Harvard researchers discover new life-saving potential in Alzheimer's drug

New research on tadpoles shows that the FDA-approved drug donepezil induces a reversible, torpor-like state in the animals.

Researchers at the Wyss Institute for Biologically Inspired Engineering at Harvard University have succeeded in inducing a hibernation-like state of rest in Xenopus laevis Tadpoles with donepezil (DNP), an FDA-approved drug for the treatment Alzheimer Illness.

The team had previously used another drug, SNC80, to achieve similar results in tadpoles and improve the survival of whole mammalian hearts for transplant. However, SNC80 is not approved for clinical use in humans because it can trigger seizures. In contrast, DNP is already used in the clinic, meaning it could potentially be quickly repurposed for use in emergency situations to prevent irreversible organ damage while a person is being transported to a hospital.

“Cooling a patient's body to slow down its metabolic processes has long been used in medicine to reduce injury and long-term problems in severe disease, but currently it is only possible in well-equipped hospitals,” said co-author Michael Super, Ph.D., director of immune materials at the Wyss Institute. “Achieving a similar state of 'biostasis' with an easily administered drug like DNP could potentially save millions of lives each year.”

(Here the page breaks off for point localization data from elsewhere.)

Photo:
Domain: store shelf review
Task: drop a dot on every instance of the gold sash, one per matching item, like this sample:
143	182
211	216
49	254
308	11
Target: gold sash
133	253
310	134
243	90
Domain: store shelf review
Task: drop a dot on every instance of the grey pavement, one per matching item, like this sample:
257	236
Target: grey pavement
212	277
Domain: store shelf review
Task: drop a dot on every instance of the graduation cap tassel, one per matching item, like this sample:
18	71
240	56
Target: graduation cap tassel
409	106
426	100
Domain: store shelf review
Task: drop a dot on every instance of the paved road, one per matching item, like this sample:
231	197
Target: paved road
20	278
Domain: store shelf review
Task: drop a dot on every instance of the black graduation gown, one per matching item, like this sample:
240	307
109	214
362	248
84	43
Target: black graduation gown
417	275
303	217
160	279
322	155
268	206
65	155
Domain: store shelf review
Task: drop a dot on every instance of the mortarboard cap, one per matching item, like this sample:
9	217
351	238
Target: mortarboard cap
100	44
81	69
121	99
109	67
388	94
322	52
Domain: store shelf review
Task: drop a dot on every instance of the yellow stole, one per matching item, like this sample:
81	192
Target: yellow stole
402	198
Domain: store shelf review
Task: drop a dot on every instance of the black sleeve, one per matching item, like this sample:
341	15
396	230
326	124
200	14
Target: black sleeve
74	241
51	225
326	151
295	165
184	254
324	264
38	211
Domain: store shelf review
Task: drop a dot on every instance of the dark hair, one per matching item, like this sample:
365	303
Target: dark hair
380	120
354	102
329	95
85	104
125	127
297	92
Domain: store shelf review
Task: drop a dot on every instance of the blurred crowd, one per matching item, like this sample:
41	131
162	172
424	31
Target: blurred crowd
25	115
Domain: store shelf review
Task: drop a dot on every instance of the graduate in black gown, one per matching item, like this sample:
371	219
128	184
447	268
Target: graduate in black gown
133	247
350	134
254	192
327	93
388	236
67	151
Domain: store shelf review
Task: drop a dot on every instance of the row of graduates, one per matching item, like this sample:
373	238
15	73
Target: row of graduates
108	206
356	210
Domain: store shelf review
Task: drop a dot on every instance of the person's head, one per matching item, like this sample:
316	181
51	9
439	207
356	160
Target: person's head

Research supported by DARPA

This study published today ACS Nanowas supported within the framework of the DARPA The Biostasis program funds projects aimed at extending the time for life-saving medical treatments, often referred to as the “golden hour,” following traumatic injury or acute infection. The Wyss Institute has participated in the Biostasis program since 2018 and has achieved several important milestones in recent years.

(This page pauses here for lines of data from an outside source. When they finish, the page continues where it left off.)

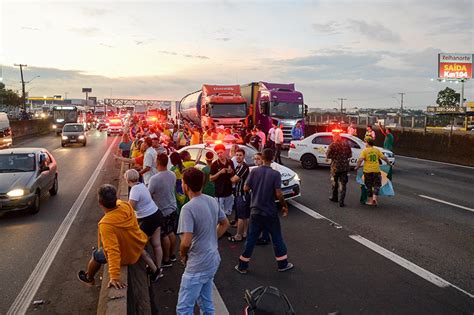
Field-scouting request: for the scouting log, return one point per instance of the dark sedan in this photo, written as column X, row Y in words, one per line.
column 25, row 175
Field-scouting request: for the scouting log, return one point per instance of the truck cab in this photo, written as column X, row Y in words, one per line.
column 275, row 103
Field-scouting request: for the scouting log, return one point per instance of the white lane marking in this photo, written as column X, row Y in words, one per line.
column 306, row 210
column 436, row 280
column 438, row 162
column 219, row 304
column 423, row 273
column 446, row 203
column 31, row 286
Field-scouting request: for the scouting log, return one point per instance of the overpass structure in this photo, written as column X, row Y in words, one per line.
column 119, row 102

Through a combination of predictive machine learning Using algorithms and animal models, Wyss's Biostasis team has identified and tested existing drug compounds that have the potential to put living tissue into a state of suspended animation. Their first successful candidate, SNC80, significantly reduced oxygen consumption (an indicator of metabolism) in both a beating pig heart and human organ chips, but has a known side effect of seizures when injected systemically.

In the new study, they again used their NeMoCad algorithm to identify other compounds with structures similar to SNC80. Their top candidate was DNP, which has been approved for the treatment of Alzheimer's since 1996.

Clinical observations and new research

“Interestingly, clinical overdoses of DNP in patients with Alzheimer's disease have been associated with drowsiness and reduced heart rate – symptoms reminiscent of freezing. However, to our knowledge, this is the first study to focus on using these effects as the main clinical response rather than as side effects,” said the study's lead author, Dr. María Plaza Oliver, who was a postdoctoral fellow at the Wyss Institute at the time the study was conducted.

The team used X. laevis Tadpoles to study the effect of DNP on a whole living organism and found that it successfully induced a torpor-like state that could be reversed after the drug was removed. However, the drug seemed to cause some toxicity and accumulated throughout the animals' tissues. To overcome this problem, the researchers encapsulated DNP in lipid nanocarriers and found that this both reduced toxicity and caused the drug to accumulate in the animals' brain tissue. This is a promising result, as the central nervous system is known to mediate hibernation and torpor in other animals as well.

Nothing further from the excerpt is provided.